Vertical Integration is another critical requirement that the airline can use to strategically compete. Using this strategy, the airline industry can expand its operations either backward or forward into the industry by operating at more than one level of their distribution channel. For example, the US airline industry can come together with a travel agency and tour operations company. Some of the benefits the company will get from using this strategy include; more control over the value chain, mostly in prices, having a significant ability to control costs throughout their markets. The industry will also be able to manage to block their competitors from gaining access to their important markets and access to more production inputs and distribution resources
Building Cooperative Relationships with other companies is a critical requirement because it will help the US Airline Industry to engage in activities that are normally just performed by their suppliers and buyers. The US Airline industry can use the following strategies to build such relationships; offering credible commitments and making sure they always keep their part of the bargain.
A competitive bidding strategy will have the different service suppliers within the airline industry striving to be picked to deliver their services. If the airline industry wins the bid, their contract, however, will only last for less than a year and they won’t result in specialized investments. Strategic alliances on the other hand, will help the US airline sign lasting contracts that bind them in agreements that to bring new goods and services into the market. If the airline uses this critical requirement for competition, it will have a couple of advantages, i.e. it avoids bureaucratic costs and the profitability of the involved companies grows.
Question 3: Management Characteristics and Tools for Effective Strategic Leadership
Airline Managers have to portray certain characteristics so as to excel in their work. The said characteristics can include but are not limited to; innovative and creative thinking; which help in achieving success in the airline industry when it comes to creating and implementing policies and ideas that improve airline services as well as maximize profits. Another characteristic of airline managers is good negotiation skills. Such skills help to come to good agreements with equipment suppliers. A good airline manager is also a critical thinker; they have the ability to analyze situations critically and come up with the best solutions that have the airline’s interests at heart (Jones et al, 2014).

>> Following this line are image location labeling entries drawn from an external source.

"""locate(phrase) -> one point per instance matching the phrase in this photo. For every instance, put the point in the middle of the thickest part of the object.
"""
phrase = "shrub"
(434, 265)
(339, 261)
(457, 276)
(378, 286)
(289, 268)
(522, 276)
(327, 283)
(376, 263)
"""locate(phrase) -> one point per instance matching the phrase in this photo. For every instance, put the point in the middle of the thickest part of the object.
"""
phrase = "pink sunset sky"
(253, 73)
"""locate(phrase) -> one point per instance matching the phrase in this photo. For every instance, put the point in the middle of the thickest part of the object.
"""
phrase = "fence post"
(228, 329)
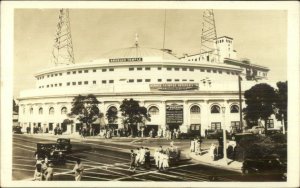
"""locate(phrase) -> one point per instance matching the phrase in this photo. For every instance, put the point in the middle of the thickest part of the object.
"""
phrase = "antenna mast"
(63, 48)
(209, 34)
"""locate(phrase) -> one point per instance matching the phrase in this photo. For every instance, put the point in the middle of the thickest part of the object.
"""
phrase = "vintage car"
(256, 130)
(64, 144)
(50, 152)
(269, 166)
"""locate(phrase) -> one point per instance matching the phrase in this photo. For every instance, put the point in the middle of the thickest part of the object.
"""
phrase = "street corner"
(204, 158)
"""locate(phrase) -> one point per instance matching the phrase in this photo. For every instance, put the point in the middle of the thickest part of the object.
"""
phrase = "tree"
(15, 106)
(260, 103)
(281, 102)
(133, 114)
(111, 115)
(85, 108)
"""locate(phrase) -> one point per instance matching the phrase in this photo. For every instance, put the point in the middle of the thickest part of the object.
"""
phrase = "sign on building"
(174, 114)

Tools for strategic leadership create a space where every employee in all levels in the airline industry can effectively accomplish their designated duties. Leadership tools basically demonstrate how leadership can be practiced; they also give a full range structure on how to execute a wide range of leadership work. The tools include; team building, coaching, measurements, action learning and leadership development. These tools are essential in helping the industry determine their main issues, come up with long-term solutions and create new markets. The said tools are also useful when it comes to strategic thinking, communication planning and execution of objectives (Jones et al, 2014).
Reference
Hill, C., Jones, G., & Schilling, M. (2014). Strategic management: theory: an integrated approach. Cengage Learning.